Thanks for the writeup, there are a lot of helpful things in it already 
This is exactly what I wanted to achieve.
Yes, that's indeed the way I'm doing it right now. Supporting both "rate-modes" seems like the best way to do go forward. Thanks for the explanation, I couldn't grasp the difference from looking at the code of wrk and wrk2 (I'm not very good with C though).
This is what I've done initially, but I faced errors in certain conditions:
When running the tool on 4 threads with 10 simultaneous connections for 10 seconds, I receive the following error on macOS (M1 Max) starting around 3/4 of the runtime:
NIOConnectionError(host: "localhost", port: 8080, dnsAError: nil, dnsAAAAError: nil, connectionErrors: [NIOPosix.SingleConnectionFailure(target: [IPv6]localhost/::1:8080, error: connection reset (error set): Connection refused (errno: 61)), NIOPosix.SingleConnectionFailure(target: [IPv4]localhost/127.0.0.1:8080, error: connect(descriptor:addr:size:): Can't assign requested address (errno: 49))])
When running on a dedicated linux machine under the same conditions I receive this error:
connect(descriptor:addr:size:): Cannot assign requested address (errno: 99)
It seems like the same issue, maybe the program ran out of ephemeral ports?

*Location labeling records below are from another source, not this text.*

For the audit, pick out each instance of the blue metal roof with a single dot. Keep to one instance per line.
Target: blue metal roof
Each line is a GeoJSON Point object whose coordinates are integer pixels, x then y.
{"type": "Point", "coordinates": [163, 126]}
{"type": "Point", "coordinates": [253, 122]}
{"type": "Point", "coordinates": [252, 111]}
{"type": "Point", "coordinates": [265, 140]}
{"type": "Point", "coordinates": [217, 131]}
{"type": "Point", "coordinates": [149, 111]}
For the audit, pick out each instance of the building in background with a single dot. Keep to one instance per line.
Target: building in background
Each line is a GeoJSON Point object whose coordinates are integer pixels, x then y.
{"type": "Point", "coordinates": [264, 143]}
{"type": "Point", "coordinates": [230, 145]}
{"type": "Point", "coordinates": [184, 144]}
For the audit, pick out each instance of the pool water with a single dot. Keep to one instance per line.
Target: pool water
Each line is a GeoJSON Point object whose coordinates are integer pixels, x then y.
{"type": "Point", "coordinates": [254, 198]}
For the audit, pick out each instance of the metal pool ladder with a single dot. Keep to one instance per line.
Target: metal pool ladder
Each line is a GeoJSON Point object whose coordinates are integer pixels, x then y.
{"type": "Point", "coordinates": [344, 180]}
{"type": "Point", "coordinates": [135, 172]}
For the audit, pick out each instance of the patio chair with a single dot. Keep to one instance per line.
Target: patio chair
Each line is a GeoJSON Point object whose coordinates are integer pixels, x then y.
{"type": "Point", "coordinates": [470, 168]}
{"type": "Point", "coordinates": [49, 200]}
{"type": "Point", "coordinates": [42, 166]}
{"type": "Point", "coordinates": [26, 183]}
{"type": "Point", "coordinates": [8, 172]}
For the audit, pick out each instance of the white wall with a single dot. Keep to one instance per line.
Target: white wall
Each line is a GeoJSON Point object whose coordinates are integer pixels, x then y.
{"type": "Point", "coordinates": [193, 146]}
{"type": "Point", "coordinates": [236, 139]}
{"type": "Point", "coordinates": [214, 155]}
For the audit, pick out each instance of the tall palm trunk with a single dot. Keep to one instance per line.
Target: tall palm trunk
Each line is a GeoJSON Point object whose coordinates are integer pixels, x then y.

While I'm writing the post, I realised to set so_reuseaddr on the channel, which resolved the issue on first glance. But when running the tool again, the error reappears. Maybe I'm not releasing the sockets properly or I have to set another channel option
(Edit: just checked with netstat, the sockets are in TIME_WAIT state)
Due to this, I changed to connection reuse, but I'd love to make this configurable in some way to get a good middle ground, as you suggested.